Nel 2015, Agostino ha creato, non lontano da Rovereto, con la collaborazione di due noti enologi trentini Matteo Marzari e Andrea Moser, un progetto davvero esaltante chiamato Klanbarrique lavorando su birre passate in barrique con continue variazioni sia per le tecniche che per gli ingredienti. Non poteva certo mancare l’utilizzo dell’uva che ha portato, data la bravura, competenza ed esperienza degli attori nei loro specifici campi, ad un prodotto di alto profilo qualitativo come la millesimata Marzarimen, una Italian Grape Ale di 7,5 gradi alcolici prodotta con mosto di birra (un blend di mosti di Amber Shock e Tipopils) al quale vengono aggiunte il 25% di mosto e vinacce di uve Marzemino (tipico vitigno autoctono trentino) dell’azienda agricola De Tarczal di Isera. Nessun inoculo, la fermentazione viene attuata dai lieviti selvaggi delle bucce dell’uva in tonneaux aperti per circa 45 giorni, durante i quali si pratica la follatura affinché non si crei la cappa di vinacce in superficie e per far rilasciare il bel colore delle uve. L’affinamento viene poi condotto per 9 mesi in barriques di rovere che hanno in precedenza ospitato vino rosso trentino.
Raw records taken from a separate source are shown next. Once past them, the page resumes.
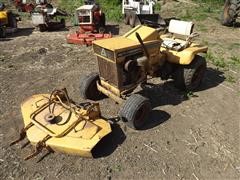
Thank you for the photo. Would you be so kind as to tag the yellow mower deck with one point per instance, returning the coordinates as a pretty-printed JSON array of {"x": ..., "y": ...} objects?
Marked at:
[{"x": 74, "y": 130}]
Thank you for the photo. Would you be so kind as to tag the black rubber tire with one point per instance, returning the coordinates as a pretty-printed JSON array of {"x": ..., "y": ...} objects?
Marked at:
[
  {"x": 88, "y": 87},
  {"x": 189, "y": 77},
  {"x": 126, "y": 18},
  {"x": 135, "y": 111},
  {"x": 229, "y": 15},
  {"x": 42, "y": 27},
  {"x": 2, "y": 32},
  {"x": 12, "y": 21},
  {"x": 63, "y": 22}
]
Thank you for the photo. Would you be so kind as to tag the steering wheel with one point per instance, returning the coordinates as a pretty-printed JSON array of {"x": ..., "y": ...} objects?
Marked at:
[
  {"x": 159, "y": 26},
  {"x": 154, "y": 24}
]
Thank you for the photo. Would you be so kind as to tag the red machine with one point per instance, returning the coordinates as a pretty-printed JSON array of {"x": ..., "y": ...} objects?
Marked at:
[
  {"x": 23, "y": 6},
  {"x": 91, "y": 21}
]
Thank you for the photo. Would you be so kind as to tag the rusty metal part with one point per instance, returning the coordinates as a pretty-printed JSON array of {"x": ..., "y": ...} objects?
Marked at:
[
  {"x": 22, "y": 134},
  {"x": 39, "y": 147},
  {"x": 49, "y": 118},
  {"x": 72, "y": 128},
  {"x": 111, "y": 88},
  {"x": 86, "y": 39}
]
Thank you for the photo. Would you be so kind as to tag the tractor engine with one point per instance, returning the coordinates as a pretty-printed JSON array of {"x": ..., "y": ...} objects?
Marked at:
[{"x": 125, "y": 69}]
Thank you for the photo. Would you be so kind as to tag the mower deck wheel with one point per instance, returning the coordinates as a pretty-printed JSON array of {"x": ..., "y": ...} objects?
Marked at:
[
  {"x": 189, "y": 77},
  {"x": 135, "y": 110},
  {"x": 88, "y": 87}
]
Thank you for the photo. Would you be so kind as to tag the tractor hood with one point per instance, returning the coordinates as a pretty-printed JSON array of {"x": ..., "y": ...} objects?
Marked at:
[{"x": 129, "y": 39}]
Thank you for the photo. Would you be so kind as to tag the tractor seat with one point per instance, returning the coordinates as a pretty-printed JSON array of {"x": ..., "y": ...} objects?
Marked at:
[{"x": 179, "y": 28}]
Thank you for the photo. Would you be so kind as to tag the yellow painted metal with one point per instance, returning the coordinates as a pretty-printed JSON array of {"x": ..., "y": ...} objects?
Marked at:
[
  {"x": 146, "y": 33},
  {"x": 75, "y": 131},
  {"x": 108, "y": 93},
  {"x": 185, "y": 56},
  {"x": 3, "y": 17},
  {"x": 129, "y": 39}
]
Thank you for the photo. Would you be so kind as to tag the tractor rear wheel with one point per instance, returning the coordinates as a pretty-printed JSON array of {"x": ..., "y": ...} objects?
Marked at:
[
  {"x": 88, "y": 87},
  {"x": 42, "y": 27},
  {"x": 189, "y": 77},
  {"x": 135, "y": 111}
]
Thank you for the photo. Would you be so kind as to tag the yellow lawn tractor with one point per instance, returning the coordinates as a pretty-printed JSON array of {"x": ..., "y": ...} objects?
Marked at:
[
  {"x": 8, "y": 21},
  {"x": 125, "y": 62}
]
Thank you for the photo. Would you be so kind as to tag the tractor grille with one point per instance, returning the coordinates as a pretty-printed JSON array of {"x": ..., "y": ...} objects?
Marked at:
[
  {"x": 108, "y": 71},
  {"x": 103, "y": 52}
]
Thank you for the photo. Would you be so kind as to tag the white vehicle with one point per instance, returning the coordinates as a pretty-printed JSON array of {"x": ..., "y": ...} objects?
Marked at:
[
  {"x": 138, "y": 6},
  {"x": 137, "y": 11}
]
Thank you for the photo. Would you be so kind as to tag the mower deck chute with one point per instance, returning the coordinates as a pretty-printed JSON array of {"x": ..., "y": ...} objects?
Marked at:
[{"x": 54, "y": 122}]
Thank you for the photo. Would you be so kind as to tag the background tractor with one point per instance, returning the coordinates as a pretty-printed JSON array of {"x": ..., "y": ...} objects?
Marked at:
[
  {"x": 135, "y": 12},
  {"x": 8, "y": 21},
  {"x": 24, "y": 6},
  {"x": 92, "y": 22},
  {"x": 45, "y": 17},
  {"x": 231, "y": 12},
  {"x": 126, "y": 62}
]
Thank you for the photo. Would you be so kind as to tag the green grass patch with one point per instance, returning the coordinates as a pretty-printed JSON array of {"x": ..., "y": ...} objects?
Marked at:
[
  {"x": 218, "y": 62},
  {"x": 231, "y": 79}
]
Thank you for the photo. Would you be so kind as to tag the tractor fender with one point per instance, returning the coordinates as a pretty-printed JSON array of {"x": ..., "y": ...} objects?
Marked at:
[{"x": 185, "y": 56}]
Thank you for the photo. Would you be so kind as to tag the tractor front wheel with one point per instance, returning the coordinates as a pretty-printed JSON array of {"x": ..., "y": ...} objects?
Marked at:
[
  {"x": 189, "y": 77},
  {"x": 135, "y": 111},
  {"x": 88, "y": 87}
]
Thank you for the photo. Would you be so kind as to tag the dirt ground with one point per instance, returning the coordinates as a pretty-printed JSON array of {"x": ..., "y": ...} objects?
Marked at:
[{"x": 186, "y": 138}]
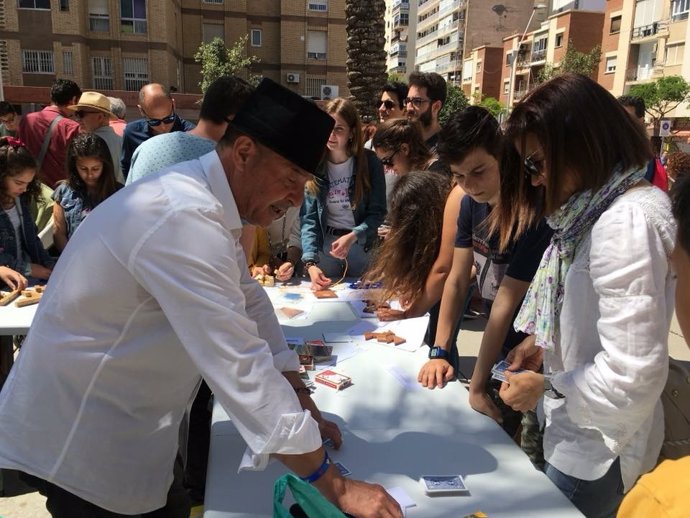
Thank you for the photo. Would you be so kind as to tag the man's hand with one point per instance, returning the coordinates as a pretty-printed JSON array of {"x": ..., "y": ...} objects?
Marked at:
[
  {"x": 40, "y": 272},
  {"x": 367, "y": 500},
  {"x": 435, "y": 373},
  {"x": 13, "y": 279},
  {"x": 330, "y": 430},
  {"x": 482, "y": 403},
  {"x": 527, "y": 355},
  {"x": 522, "y": 390},
  {"x": 388, "y": 314},
  {"x": 341, "y": 246},
  {"x": 261, "y": 270},
  {"x": 285, "y": 271},
  {"x": 318, "y": 280}
]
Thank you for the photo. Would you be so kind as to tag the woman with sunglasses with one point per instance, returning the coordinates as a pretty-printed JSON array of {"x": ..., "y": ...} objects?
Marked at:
[
  {"x": 601, "y": 302},
  {"x": 472, "y": 143},
  {"x": 340, "y": 216},
  {"x": 399, "y": 145}
]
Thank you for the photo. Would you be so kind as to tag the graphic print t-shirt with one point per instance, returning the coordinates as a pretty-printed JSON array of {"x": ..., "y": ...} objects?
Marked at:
[
  {"x": 338, "y": 204},
  {"x": 520, "y": 261}
]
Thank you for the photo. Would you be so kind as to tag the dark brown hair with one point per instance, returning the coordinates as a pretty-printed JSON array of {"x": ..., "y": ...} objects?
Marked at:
[
  {"x": 405, "y": 258},
  {"x": 583, "y": 131},
  {"x": 395, "y": 132},
  {"x": 14, "y": 160},
  {"x": 89, "y": 145}
]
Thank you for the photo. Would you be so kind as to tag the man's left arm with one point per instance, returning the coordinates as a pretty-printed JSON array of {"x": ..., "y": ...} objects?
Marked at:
[{"x": 260, "y": 309}]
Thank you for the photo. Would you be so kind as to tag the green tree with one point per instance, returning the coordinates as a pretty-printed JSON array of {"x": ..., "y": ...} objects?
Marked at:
[
  {"x": 662, "y": 96},
  {"x": 366, "y": 58},
  {"x": 574, "y": 61},
  {"x": 493, "y": 105},
  {"x": 456, "y": 100},
  {"x": 217, "y": 60}
]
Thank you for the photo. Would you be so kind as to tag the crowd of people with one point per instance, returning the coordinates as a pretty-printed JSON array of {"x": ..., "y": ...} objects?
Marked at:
[{"x": 560, "y": 227}]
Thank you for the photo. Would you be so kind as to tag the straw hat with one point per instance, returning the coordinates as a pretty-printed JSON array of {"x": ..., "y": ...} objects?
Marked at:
[{"x": 93, "y": 101}]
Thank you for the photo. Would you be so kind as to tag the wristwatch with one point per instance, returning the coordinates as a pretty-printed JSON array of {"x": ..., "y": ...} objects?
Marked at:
[
  {"x": 308, "y": 265},
  {"x": 549, "y": 390},
  {"x": 437, "y": 352}
]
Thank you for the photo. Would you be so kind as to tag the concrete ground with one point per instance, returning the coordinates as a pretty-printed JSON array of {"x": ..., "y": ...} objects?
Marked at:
[{"x": 22, "y": 502}]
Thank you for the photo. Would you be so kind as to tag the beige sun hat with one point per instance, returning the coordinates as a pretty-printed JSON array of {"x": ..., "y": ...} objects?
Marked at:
[{"x": 93, "y": 101}]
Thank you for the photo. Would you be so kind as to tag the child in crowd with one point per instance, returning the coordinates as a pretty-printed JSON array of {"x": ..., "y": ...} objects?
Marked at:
[
  {"x": 664, "y": 491},
  {"x": 21, "y": 249},
  {"x": 601, "y": 302},
  {"x": 472, "y": 143},
  {"x": 340, "y": 216},
  {"x": 90, "y": 180}
]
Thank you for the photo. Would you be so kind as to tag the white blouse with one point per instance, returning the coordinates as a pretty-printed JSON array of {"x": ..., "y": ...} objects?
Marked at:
[
  {"x": 150, "y": 294},
  {"x": 611, "y": 361}
]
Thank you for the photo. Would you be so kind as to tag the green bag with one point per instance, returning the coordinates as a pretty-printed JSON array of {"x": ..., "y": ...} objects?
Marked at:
[{"x": 313, "y": 503}]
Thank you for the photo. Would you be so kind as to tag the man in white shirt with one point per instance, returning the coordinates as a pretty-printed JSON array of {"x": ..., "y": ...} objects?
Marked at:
[{"x": 153, "y": 294}]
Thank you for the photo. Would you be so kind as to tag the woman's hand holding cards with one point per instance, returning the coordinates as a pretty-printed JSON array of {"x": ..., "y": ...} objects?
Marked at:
[
  {"x": 435, "y": 373},
  {"x": 522, "y": 390}
]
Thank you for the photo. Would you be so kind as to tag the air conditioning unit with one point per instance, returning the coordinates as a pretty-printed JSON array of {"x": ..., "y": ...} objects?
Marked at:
[{"x": 329, "y": 91}]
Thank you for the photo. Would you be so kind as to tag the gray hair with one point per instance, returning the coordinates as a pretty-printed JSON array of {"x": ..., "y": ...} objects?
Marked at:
[{"x": 118, "y": 107}]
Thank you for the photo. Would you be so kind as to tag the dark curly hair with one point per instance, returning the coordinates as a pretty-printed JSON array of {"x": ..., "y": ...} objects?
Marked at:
[
  {"x": 88, "y": 145},
  {"x": 405, "y": 258},
  {"x": 677, "y": 165},
  {"x": 14, "y": 160},
  {"x": 393, "y": 133}
]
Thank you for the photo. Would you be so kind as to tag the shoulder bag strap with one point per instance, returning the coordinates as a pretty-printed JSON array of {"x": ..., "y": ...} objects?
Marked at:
[{"x": 46, "y": 142}]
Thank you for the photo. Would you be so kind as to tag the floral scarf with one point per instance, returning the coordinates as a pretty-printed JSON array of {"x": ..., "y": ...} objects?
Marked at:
[{"x": 541, "y": 309}]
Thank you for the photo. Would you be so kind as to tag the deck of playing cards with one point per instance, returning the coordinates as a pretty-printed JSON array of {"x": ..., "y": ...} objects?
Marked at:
[
  {"x": 325, "y": 294},
  {"x": 438, "y": 485},
  {"x": 333, "y": 379},
  {"x": 498, "y": 371}
]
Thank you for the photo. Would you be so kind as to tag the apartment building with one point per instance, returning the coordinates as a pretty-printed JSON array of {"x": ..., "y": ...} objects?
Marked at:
[
  {"x": 447, "y": 30},
  {"x": 481, "y": 73},
  {"x": 525, "y": 58},
  {"x": 400, "y": 36},
  {"x": 119, "y": 45},
  {"x": 642, "y": 41}
]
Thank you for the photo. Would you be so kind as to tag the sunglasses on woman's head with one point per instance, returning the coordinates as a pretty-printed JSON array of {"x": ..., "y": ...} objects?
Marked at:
[
  {"x": 165, "y": 120},
  {"x": 388, "y": 104},
  {"x": 388, "y": 160}
]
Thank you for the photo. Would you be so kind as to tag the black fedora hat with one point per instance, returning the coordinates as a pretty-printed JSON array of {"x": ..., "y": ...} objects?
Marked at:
[{"x": 285, "y": 122}]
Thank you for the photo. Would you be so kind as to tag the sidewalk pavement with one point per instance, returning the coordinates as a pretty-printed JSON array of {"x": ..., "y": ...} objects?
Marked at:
[{"x": 32, "y": 504}]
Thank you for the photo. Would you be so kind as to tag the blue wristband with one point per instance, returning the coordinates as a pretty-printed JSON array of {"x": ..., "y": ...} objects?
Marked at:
[{"x": 320, "y": 470}]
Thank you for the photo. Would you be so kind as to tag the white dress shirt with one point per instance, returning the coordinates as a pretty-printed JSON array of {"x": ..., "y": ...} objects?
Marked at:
[
  {"x": 611, "y": 361},
  {"x": 150, "y": 293}
]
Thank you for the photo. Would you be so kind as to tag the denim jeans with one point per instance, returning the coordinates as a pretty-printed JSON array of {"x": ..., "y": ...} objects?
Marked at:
[
  {"x": 357, "y": 260},
  {"x": 594, "y": 498}
]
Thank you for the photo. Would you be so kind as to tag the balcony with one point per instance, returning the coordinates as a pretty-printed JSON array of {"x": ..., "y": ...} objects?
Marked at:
[
  {"x": 644, "y": 31},
  {"x": 519, "y": 94},
  {"x": 427, "y": 38},
  {"x": 449, "y": 8},
  {"x": 539, "y": 55},
  {"x": 400, "y": 22},
  {"x": 448, "y": 66}
]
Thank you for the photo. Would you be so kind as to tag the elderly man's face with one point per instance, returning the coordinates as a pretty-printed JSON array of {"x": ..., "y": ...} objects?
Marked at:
[
  {"x": 276, "y": 185},
  {"x": 159, "y": 115}
]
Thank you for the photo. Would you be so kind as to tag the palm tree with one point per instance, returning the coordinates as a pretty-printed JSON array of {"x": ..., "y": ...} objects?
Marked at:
[{"x": 366, "y": 61}]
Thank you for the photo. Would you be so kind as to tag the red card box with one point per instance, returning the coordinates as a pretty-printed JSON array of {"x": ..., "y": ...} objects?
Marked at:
[{"x": 333, "y": 379}]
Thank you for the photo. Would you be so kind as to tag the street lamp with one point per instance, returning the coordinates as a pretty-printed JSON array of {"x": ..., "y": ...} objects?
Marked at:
[{"x": 514, "y": 54}]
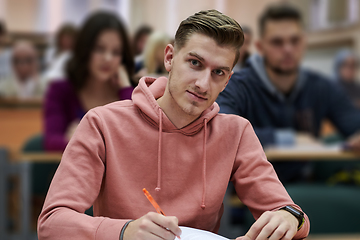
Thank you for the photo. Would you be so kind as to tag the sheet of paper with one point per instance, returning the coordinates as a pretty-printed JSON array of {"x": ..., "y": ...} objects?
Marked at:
[{"x": 196, "y": 234}]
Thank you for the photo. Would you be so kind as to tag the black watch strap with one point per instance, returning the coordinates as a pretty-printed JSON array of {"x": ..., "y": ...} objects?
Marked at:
[{"x": 296, "y": 213}]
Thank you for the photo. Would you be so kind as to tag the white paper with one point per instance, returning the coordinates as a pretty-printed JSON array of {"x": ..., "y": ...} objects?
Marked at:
[{"x": 196, "y": 234}]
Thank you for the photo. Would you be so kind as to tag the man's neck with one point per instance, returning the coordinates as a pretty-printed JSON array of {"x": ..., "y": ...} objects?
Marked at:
[
  {"x": 283, "y": 82},
  {"x": 174, "y": 113}
]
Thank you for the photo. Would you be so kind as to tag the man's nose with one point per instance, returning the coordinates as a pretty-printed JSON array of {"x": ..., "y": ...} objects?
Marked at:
[
  {"x": 202, "y": 83},
  {"x": 108, "y": 56}
]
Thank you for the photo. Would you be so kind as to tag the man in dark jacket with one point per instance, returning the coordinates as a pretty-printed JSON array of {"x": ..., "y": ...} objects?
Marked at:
[{"x": 279, "y": 97}]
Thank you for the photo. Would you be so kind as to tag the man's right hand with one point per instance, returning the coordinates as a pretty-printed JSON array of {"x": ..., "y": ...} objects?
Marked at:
[{"x": 153, "y": 226}]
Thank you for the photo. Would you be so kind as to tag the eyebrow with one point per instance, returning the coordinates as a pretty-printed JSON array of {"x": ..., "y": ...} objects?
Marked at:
[{"x": 194, "y": 54}]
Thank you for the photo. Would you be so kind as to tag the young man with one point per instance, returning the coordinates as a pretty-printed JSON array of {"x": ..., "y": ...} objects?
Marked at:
[
  {"x": 170, "y": 140},
  {"x": 279, "y": 97},
  {"x": 24, "y": 83}
]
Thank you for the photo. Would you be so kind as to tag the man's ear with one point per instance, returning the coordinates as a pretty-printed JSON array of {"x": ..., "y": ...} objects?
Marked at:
[
  {"x": 259, "y": 46},
  {"x": 232, "y": 72},
  {"x": 169, "y": 55}
]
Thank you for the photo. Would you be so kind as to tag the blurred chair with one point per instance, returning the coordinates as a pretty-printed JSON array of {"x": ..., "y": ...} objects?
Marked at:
[{"x": 331, "y": 209}]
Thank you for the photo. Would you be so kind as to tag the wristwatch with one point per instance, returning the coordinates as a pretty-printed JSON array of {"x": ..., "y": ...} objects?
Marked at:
[{"x": 296, "y": 213}]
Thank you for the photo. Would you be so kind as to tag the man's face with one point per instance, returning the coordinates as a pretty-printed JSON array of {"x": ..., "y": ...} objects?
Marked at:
[
  {"x": 282, "y": 45},
  {"x": 199, "y": 71},
  {"x": 25, "y": 64}
]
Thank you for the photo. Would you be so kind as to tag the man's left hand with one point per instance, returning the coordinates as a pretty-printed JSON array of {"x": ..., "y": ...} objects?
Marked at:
[{"x": 273, "y": 226}]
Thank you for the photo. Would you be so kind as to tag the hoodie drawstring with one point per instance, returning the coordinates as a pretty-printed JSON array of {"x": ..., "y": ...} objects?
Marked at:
[
  {"x": 158, "y": 186},
  {"x": 204, "y": 166}
]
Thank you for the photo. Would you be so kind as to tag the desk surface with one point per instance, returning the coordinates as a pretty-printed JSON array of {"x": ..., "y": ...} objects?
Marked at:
[
  {"x": 310, "y": 152},
  {"x": 17, "y": 125},
  {"x": 18, "y": 103},
  {"x": 334, "y": 237}
]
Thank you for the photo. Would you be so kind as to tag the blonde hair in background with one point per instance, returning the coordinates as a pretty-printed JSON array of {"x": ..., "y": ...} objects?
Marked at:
[{"x": 155, "y": 44}]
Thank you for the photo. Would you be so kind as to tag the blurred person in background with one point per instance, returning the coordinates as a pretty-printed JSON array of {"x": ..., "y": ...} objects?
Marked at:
[
  {"x": 5, "y": 53},
  {"x": 245, "y": 49},
  {"x": 346, "y": 67},
  {"x": 140, "y": 38},
  {"x": 98, "y": 73},
  {"x": 153, "y": 63},
  {"x": 24, "y": 81},
  {"x": 284, "y": 102},
  {"x": 56, "y": 57}
]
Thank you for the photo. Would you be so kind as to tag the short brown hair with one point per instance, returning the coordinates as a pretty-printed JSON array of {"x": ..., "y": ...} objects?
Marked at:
[
  {"x": 212, "y": 23},
  {"x": 279, "y": 12}
]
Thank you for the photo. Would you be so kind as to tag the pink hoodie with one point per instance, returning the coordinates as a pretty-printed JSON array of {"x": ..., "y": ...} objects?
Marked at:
[{"x": 125, "y": 146}]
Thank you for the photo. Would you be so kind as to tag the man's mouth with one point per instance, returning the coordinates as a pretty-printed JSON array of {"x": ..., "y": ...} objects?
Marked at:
[{"x": 197, "y": 96}]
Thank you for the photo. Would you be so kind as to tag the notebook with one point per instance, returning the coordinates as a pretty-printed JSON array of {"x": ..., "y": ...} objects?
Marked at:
[{"x": 196, "y": 234}]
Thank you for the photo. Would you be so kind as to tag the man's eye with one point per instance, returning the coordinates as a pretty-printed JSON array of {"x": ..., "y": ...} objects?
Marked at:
[
  {"x": 195, "y": 63},
  {"x": 219, "y": 72}
]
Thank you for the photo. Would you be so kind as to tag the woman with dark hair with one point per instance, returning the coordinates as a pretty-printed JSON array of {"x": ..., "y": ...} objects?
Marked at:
[{"x": 98, "y": 73}]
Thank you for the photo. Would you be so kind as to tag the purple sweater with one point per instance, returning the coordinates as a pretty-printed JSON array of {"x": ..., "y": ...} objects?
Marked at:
[{"x": 62, "y": 107}]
Come si è visto dai tanti esempi presentati e descritti, ci troviamo davanti ad uno stile che racchiude, sotto l’acronimo IGA, un numero inimmaginabile di ipotetiche sottocategorie.
Mi aspetto molto da questo stile, forse meglio dire da questa tendenza o addirittura scuola di pensiero tipicamente italiana, per svariati motivi. In primis per le sconfinate potenzialità che l’utilizzo dell’uva e dei suoi derivati può regalare ai nostri birrai che hanno quindi la grossa opportunità e, al tempo stesso, la grossa responsabilità, di sperimentare ex-novo o recuperare aggiornandole o meno, tecniche che accrescano le doti di cui noi italiani siamo dotati: creatività, fantasia ed originalità.
Nicola Perra, con le sue BB, indubbiamente indicò una via nuova, il legame tra il mondo delle birre e quello dei vini, via che poi molti seguirono in modo personale grazie a vari fattori come il proprio background ambientale e culturale, le svariate tecniche impiegate e naturalmente le diverse uve utilizzate, quasi sempre, per non dire sempre, provenienti da vitigni e da vignaioli locali.
A tal riguardo, concluderei con un ricordo legato ad un episodio che mi colpì particolarmente. Durante una serata di degustazione che tenni più di 10 anni fa presso il pub Brandibirra di Bibbona, il Conte Stefano Hunyady de Kéthely, iniziò la presentazione della sua birra Cudera, così chiamata da un particolare formica, con utilizzo di mosto di sue uve di Bolgheri, prodotta in collaborazione con Roberto Giannarelli, birra Petrognola, uno dei birrai artigianali italiani più geniali ed umili, dichiarando con grande onestà e riconoscenza che senza la via tracciata dal pioniere Nicola Perra, egli non avrebbe mai pensato di utilizzare del mosto di uva per fare una birra.
La cosa mi colpì particolarmente, lo ripeto volutamente, perché non avevo mai sentito né tuttora, a dir la verità, sento spesso parole di riconoscenza e gratitudine in questo nostro piccolo mondo.